Today, Rep. Luis Gutierrez (D-IL) slammed Republicans for their coming full-scale attack against immigrants — and Lawrence Downes has a similar piece at the New York Times highlighting all the ways in which the GOP is reinforcing itself as the mass-deportation party. Next week’s GOP efforts aren’t just against President Obama’s recent executive action — they also target 2012’s DACA program, which has successfully recognized more than half a million young immigrants, allowing them to legally work and drive. The GOP has no solutions toward real immigration reform; what they’re championing will push people back into the shadows and result in more families being separated by deportation. Read Downes’ full piece here or below:
It’s a new year, with a new Congress, but the same old Republican Party hard line on immigration. Harder, actually.
The New York Times and Politico are reporting that the House is getting ready to vote next week on a legislative package that would repeal the broad executive actions taken by President Obama to protect immigrants from deportation. The idea is to gut the president’s ability to use discretion in deciding whom to deport, and to restore the enforcement dragnet that Mr. Obama and the Homeland Security Department recently, and wisely, curtailed.
The G.O.P. is not just seeking to undo the executive actions Mr. Obama announced last November, for young immigrants known as Dreamers and many of their parents. The party also wants to repeal earlier actions going back to 2012, protecting hundreds of thousands of Dreamers and the families of active-duty service members.

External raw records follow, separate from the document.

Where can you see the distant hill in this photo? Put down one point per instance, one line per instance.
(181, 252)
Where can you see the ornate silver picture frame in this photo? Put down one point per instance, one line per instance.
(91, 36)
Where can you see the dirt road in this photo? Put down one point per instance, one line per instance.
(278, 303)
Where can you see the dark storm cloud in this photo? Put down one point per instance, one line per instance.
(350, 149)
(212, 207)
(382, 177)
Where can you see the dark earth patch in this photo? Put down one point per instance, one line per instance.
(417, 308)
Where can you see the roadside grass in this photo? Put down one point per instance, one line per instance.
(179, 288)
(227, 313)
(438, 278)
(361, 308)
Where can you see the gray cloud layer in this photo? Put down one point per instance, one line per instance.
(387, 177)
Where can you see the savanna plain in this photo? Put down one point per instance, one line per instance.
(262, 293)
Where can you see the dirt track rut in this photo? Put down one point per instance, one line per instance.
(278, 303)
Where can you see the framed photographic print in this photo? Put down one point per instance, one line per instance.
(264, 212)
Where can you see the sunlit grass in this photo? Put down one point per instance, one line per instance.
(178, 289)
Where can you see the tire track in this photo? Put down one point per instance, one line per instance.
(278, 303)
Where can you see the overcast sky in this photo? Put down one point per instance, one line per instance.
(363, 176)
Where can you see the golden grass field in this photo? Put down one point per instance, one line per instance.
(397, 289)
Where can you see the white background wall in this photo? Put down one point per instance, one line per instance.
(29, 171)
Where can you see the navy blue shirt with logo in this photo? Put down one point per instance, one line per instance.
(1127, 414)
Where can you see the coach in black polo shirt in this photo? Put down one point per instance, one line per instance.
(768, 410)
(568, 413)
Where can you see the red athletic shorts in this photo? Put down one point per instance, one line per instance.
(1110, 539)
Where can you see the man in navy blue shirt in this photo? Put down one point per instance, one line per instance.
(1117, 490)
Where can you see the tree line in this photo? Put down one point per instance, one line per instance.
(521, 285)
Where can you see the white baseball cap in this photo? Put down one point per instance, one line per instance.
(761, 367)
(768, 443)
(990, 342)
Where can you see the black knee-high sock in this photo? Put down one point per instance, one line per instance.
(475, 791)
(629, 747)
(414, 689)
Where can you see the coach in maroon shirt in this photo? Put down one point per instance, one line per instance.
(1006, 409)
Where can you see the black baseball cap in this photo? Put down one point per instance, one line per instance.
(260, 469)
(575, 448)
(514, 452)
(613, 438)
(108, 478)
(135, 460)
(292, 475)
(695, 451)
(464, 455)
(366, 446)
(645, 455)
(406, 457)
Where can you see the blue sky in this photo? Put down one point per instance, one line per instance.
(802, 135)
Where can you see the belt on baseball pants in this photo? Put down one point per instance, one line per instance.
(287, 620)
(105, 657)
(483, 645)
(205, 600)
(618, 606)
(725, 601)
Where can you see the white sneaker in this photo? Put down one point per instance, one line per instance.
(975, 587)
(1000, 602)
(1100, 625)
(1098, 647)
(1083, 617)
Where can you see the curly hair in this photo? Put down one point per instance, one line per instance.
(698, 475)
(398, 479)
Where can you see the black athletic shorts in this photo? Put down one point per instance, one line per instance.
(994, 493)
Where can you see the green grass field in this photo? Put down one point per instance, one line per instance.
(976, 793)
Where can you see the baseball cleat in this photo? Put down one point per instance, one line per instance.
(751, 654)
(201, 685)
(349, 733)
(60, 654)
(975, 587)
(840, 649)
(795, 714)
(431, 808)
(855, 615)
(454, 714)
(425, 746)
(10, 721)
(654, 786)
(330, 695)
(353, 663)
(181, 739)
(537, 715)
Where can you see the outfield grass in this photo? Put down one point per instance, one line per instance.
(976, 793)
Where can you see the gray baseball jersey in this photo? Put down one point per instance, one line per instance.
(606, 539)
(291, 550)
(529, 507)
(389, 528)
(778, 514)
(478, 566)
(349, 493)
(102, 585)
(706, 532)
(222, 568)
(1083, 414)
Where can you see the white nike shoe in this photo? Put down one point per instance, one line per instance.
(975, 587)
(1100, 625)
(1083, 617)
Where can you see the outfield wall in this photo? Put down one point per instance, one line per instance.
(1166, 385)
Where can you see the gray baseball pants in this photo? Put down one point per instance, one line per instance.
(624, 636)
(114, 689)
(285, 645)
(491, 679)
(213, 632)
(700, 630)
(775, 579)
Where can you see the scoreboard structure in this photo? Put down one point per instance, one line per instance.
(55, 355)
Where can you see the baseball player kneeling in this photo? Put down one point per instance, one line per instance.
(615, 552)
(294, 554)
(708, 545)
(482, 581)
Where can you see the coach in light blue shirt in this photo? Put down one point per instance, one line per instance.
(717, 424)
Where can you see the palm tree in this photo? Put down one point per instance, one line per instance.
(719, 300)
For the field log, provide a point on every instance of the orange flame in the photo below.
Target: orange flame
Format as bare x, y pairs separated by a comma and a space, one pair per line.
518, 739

That is a lot of people to force back into the deportation line.
What’s striking about this early Republican move is that it is not just stray artillery fire from the party’s wingnut brigade, led by Representative Steve King of Iowa, but a product of the House leadership.

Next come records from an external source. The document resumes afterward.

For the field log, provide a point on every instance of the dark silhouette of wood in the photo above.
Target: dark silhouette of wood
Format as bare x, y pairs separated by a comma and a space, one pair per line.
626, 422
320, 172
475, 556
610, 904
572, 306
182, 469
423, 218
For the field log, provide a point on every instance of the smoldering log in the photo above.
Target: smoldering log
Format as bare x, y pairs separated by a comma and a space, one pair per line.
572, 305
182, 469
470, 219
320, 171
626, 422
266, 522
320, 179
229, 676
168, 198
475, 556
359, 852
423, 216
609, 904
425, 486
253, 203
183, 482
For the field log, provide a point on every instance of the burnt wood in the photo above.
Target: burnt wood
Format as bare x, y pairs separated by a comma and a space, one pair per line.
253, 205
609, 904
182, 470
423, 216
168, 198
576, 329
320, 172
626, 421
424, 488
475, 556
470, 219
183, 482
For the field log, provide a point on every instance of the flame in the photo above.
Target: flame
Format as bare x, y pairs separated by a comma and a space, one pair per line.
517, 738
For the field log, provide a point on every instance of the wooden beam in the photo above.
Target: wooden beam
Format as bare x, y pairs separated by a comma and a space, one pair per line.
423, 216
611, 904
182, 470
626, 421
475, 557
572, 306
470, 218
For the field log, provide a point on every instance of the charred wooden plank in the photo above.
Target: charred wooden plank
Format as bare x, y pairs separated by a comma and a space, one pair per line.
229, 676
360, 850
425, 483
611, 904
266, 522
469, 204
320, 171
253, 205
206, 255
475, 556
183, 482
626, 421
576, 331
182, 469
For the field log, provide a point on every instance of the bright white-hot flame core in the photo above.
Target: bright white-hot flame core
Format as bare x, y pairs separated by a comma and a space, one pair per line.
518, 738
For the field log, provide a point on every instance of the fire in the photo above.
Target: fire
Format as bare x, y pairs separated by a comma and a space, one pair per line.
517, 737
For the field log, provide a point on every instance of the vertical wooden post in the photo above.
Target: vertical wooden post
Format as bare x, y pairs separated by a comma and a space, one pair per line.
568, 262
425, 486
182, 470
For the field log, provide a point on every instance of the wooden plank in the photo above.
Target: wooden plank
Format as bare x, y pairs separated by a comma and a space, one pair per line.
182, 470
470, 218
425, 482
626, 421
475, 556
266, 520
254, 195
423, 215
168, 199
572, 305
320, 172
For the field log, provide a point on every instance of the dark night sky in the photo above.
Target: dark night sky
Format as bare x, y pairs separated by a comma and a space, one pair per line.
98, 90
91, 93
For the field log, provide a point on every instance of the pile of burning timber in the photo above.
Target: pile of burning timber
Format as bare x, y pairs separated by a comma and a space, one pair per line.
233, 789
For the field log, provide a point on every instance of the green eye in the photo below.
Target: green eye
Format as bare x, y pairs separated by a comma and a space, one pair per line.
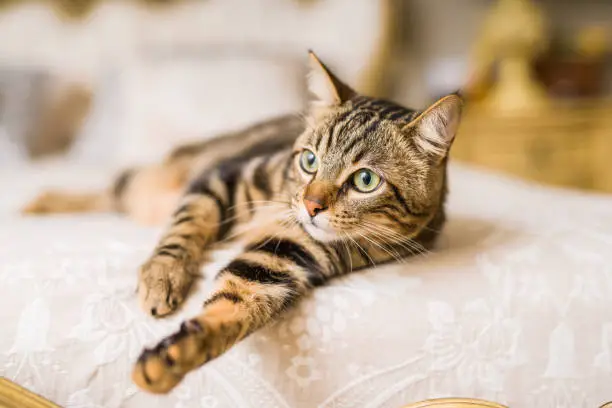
365, 180
309, 162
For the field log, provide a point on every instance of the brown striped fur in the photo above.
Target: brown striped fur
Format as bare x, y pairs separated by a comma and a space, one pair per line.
299, 228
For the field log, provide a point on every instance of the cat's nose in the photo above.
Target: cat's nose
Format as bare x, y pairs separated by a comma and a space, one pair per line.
313, 206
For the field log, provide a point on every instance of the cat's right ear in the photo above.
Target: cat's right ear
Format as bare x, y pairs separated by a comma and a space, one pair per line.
325, 86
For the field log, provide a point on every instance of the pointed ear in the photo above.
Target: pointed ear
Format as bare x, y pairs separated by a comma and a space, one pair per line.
436, 127
325, 86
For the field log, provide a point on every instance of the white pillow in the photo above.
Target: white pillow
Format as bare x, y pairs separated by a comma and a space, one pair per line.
169, 102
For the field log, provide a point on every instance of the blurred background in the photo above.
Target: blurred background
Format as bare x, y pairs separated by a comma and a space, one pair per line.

So much for the G.O.P. not being the scary party. This counts as a definite screw-you to immigrants from the party that keeps saying it wants to moderate its stance toward new Americans, and thus broaden its appeal beyond angry white people, but can never bring itself to do so.

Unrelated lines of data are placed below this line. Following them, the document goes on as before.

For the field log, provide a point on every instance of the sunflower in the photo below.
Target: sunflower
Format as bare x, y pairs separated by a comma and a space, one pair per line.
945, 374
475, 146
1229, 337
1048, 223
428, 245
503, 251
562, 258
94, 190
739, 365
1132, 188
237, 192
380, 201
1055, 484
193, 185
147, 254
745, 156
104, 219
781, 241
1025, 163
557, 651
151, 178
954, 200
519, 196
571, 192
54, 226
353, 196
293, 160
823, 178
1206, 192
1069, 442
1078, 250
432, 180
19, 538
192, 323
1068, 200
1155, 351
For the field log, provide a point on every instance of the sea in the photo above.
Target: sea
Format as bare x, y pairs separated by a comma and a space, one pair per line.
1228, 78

Immigration-reform advocates pounced at the news on Friday. On a conference call for reporters on Friday afternoon, Lorella Praeli of the group United We Dream said this was a direct assault by the G.O.P. on 600,000 people who have already received protection from deportation under the program called DACA, and on their families.
“We will fight you in the courts, in the streets, at home and on Capitol Hill,” she said.
She and others noted that this effort — which seems destined to die in the Senate, or be vetoed by Mr. Obama — has nothing to with fixing the immigration problem, but will simply reinforce the lawless status quo.
“Only three words describe the Republican approach to immigrants: deportation, deportation, deportation,” said Representative Luis Gutiérrez, Democrat of Illinois, in a statement on Friday. “The ‘deport them all’ contingent in the Republican Party has the pen and the gavel in the House. I know the Republicans will stop at nothing, but I didn’t think they would start with everything.”